En bref
- HBO peut corriger un oubli des films
- Le miroir devrait montrer toute la famille de Harry
- Ce choix changerait le sens de la scène
Le remake de Harry Potter arrive en décembre sur HBO, et il a un test tout simple pour prouver qu’il ne refait pas juste les films en plus long. Cette preuve, elle tient dans le Miroir du Riséd.

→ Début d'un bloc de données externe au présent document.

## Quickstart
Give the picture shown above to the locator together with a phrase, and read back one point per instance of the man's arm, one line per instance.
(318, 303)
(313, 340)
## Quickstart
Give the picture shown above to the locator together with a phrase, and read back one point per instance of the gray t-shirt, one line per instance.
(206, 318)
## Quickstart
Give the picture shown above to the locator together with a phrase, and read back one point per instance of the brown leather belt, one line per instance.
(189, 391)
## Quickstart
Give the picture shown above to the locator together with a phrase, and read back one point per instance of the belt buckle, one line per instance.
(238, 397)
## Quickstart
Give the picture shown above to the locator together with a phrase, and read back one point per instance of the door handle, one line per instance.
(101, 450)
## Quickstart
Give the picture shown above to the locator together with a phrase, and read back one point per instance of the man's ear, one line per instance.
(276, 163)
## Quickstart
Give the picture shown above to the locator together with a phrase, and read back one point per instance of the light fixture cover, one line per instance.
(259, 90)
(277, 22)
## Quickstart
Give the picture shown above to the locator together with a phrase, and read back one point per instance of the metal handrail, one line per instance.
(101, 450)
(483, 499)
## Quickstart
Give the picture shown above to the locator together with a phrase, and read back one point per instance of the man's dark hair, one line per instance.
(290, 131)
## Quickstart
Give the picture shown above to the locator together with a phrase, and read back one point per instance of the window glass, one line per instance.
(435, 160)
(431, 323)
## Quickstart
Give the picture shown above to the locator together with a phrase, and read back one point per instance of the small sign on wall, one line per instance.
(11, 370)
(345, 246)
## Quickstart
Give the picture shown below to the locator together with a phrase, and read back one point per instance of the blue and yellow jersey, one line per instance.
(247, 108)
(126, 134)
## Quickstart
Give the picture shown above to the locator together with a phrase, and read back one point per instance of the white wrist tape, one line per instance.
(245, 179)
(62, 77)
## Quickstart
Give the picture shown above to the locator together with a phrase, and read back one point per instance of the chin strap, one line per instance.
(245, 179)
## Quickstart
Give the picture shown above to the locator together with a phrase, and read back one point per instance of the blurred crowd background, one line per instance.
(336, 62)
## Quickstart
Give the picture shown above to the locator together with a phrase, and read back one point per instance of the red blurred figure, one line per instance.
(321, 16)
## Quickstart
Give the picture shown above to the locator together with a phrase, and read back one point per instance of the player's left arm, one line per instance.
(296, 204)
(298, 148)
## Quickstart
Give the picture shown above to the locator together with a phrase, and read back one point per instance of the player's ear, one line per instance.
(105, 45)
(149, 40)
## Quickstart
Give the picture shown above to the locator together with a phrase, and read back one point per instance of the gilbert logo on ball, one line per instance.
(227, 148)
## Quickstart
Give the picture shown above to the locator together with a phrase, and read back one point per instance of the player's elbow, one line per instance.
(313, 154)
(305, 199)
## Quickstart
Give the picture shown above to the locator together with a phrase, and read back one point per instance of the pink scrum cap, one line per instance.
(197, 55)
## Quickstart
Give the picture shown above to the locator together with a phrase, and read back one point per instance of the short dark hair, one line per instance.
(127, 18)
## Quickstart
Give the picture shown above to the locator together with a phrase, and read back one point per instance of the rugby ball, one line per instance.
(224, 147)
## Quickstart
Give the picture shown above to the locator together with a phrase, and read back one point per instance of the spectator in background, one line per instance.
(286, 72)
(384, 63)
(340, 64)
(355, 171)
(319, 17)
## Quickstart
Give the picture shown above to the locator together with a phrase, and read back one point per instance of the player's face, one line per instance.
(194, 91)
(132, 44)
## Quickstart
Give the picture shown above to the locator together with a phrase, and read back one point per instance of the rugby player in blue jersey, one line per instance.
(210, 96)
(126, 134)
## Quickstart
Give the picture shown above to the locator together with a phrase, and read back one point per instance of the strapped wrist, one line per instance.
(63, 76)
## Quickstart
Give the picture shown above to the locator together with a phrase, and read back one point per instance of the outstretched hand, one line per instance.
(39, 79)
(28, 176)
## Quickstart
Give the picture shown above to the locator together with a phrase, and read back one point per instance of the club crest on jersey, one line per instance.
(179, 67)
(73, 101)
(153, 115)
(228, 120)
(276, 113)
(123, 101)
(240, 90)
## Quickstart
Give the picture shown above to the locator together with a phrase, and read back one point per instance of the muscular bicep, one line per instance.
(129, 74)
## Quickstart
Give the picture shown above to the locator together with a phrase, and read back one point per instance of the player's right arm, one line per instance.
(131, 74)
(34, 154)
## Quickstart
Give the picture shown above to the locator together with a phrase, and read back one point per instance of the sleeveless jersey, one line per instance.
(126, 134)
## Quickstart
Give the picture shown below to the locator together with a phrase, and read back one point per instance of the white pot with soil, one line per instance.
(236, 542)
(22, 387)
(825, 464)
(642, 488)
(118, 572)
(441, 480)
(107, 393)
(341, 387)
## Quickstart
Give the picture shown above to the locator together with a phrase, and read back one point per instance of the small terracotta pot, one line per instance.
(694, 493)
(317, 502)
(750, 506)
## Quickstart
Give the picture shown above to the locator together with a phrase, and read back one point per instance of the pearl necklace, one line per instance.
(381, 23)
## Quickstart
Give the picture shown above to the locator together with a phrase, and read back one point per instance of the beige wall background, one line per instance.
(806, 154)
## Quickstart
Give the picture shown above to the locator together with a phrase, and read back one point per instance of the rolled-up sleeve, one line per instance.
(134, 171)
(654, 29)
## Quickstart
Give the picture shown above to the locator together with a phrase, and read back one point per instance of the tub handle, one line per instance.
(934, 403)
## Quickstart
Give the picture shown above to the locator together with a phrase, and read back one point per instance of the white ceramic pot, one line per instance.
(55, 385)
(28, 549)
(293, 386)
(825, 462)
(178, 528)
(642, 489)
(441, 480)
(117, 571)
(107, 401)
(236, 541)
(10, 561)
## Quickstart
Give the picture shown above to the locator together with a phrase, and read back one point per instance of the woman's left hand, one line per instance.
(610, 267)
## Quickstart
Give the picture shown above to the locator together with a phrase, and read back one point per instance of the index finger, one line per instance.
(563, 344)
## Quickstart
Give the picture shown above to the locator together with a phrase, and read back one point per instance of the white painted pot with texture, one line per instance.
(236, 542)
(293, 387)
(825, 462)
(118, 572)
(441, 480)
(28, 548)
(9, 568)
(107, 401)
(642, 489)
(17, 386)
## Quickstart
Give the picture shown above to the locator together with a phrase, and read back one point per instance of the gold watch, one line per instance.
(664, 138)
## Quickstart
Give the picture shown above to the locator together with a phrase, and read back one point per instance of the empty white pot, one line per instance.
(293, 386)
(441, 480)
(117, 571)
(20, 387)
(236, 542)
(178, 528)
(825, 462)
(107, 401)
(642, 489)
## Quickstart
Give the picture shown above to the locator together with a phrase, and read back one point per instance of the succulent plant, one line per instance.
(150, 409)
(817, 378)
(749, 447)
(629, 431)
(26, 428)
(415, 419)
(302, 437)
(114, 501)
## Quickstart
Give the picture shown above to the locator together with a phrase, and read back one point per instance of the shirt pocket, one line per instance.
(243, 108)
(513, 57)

Le remake joue sa crédibilité sur les petits écarts
On savait déjà qu’une saison entière par livre ouvrait plus de place que le cinéma. Avec huit épisodes, la saison 1 peut développer son monde, respirer un peu, et remettre à l’écran des figures coupées jusque-là, comme Peeves ou le professeur Binns à Hogwarts.
Mais il y a plus discret. Et parfois plus intéressant. Le premier film, adapté de Harry Potter and the Sorcerer’s Stone, n’avait pas encore pris de grosses libertés, pourtant il simplifiait déjà certains moments. C’est logique, un long métrage tranche. Une série, elle, n’a plus tout à fait cette excuse.
Le Miroir du Riséd dit plus que « Harry veut revoir ses parents »
Dans le film, quand Harry découvre le miroir, il voit surtout Lily et James. Le point passe très bien. Il a perdu ses parents, il veut cette famille qu’on lui a arrachée, et le spectateur comprend tout de suite.
Dans le livre, l’image est plus chargée. Derrière Lily et James, Harry aperçoit aussi tout un groupe d’ancêtres, des Evans et des Potter sur plusieurs générations. Ils ne font pas grand-chose, ils sourient, ils saluent. Bon, on voit pourquoi le film les a retirés, ça demandait des figurants pour un détail très bref. Mais ce détail n’est pas si petit.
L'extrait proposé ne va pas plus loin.